As Japan drowned, the president waxed philosophical. “We’ve been having this conversation for nearly four decades now,” he said. “Every few years, gas prices go up; politicians pull out the same old political playbook, and then nothing changes. And when prices go back down, we slip back into a trance. And then when prices go up, suddenly we’re shocked. I think the American people are tired of that. I think they’re tired of talk.” Prompting the question, of course, of why Obama was giving them more talk.
On Libya, being boring suited Obama’s purpose. Since the uprising began on Feb. 15, the United States has proceeded cautiously: expressing concern about the Libyan regime’s use of violence against its own people, isolating its leader Muammar al-Qaddafi diplomatically and moving to freeze his assets, avoiding outrunning regional Arab opinion, and exploring options that reportedly range from supplying the rebels to imposing a no-fly-zone.

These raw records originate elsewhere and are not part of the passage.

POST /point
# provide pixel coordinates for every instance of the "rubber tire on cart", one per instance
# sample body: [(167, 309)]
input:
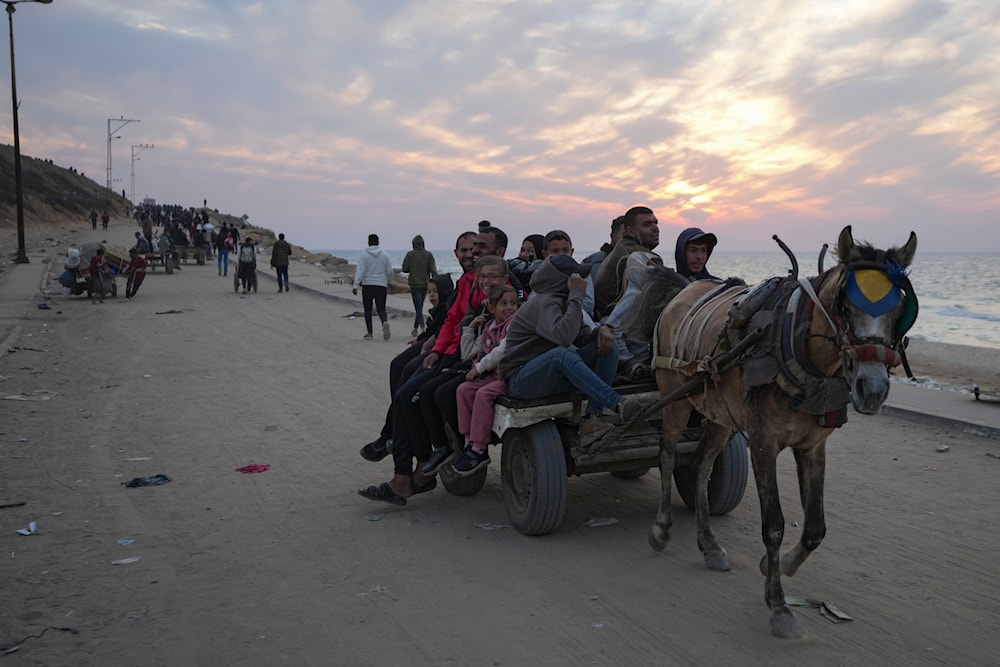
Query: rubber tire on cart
[(457, 485), (728, 481), (533, 475), (631, 473)]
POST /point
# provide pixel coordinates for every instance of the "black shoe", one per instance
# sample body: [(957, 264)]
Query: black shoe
[(469, 461), (376, 450), (439, 456)]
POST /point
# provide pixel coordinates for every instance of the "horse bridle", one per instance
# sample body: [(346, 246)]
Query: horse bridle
[(867, 348)]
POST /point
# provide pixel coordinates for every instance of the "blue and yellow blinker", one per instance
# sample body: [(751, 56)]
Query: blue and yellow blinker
[(872, 291)]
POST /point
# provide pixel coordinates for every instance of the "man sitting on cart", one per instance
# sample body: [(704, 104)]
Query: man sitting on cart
[(551, 351)]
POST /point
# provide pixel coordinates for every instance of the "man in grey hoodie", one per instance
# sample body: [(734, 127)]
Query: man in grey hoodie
[(372, 275), (551, 351)]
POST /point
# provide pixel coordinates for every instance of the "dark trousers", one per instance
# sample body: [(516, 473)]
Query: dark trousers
[(282, 272), (439, 406), (418, 294), (374, 295)]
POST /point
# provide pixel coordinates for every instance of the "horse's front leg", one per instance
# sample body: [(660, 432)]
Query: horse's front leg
[(811, 466), (712, 442), (764, 456), (674, 419)]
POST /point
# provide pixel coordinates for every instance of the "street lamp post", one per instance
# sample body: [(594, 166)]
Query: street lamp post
[(135, 152), (22, 255), (111, 135)]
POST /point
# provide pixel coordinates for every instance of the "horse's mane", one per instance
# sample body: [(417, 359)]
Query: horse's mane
[(662, 285)]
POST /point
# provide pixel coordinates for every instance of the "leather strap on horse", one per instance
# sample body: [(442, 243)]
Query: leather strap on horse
[(720, 363)]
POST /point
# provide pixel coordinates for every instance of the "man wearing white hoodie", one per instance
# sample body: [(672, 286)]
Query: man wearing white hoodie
[(373, 275)]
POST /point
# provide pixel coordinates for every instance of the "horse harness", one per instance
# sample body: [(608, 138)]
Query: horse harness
[(776, 314)]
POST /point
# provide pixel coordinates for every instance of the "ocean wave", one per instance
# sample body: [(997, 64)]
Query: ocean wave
[(960, 311)]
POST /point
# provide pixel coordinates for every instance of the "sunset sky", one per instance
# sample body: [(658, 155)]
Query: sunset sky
[(330, 119)]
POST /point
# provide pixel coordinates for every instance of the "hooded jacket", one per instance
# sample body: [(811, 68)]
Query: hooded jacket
[(680, 256), (374, 268), (552, 317), (419, 264)]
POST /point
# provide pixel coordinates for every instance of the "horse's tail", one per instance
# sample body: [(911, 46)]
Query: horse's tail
[(661, 286)]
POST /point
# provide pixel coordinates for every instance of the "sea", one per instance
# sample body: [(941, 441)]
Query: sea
[(959, 293)]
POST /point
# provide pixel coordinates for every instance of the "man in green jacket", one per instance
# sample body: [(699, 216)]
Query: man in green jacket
[(419, 264), (642, 233)]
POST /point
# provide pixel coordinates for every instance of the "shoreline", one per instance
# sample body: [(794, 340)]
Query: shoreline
[(935, 364)]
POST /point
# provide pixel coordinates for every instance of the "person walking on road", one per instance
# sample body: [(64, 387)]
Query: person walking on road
[(280, 252), (419, 264), (373, 275)]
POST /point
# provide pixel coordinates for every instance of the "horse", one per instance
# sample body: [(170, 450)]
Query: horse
[(817, 344)]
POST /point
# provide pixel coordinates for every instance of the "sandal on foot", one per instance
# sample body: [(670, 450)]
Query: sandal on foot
[(382, 492), (429, 485)]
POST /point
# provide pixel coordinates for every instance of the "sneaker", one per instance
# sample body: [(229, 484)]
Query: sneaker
[(439, 457), (469, 461)]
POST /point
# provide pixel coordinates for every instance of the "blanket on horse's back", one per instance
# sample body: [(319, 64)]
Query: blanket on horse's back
[(775, 308)]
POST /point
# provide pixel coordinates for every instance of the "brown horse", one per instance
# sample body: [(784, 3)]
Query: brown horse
[(823, 342)]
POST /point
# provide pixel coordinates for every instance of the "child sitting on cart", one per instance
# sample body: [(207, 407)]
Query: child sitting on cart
[(483, 385)]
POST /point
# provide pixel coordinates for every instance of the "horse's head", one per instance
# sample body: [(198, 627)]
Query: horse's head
[(873, 307)]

But the Obama team knows that Libya could be a disaster, a mini-Iraq in the waiting. After decades of misrule, the country is a deeply scarred, tribal society that has been decimated and hollowed out by a rapacious tyrant. There is literally zero civil society to speak of in Libya: no independent NGOs, no political parties, perhaps not even a bowling league. Lurking beneath the surface is an angry, radicalized population that wants freedom — but also sent hordes of jihadists to fight the Americans in Iraq. None of these are ironclad reasons not to intervene, but they are certainly reasons to pause. Add to this the clear and unmistakable please-don’t-ask-me-to-do-this signs being sent by Defense Secretary Bob Gates and the Pentagon, and you can see why Obama isn’t rushing to man the barricades in Benghazi.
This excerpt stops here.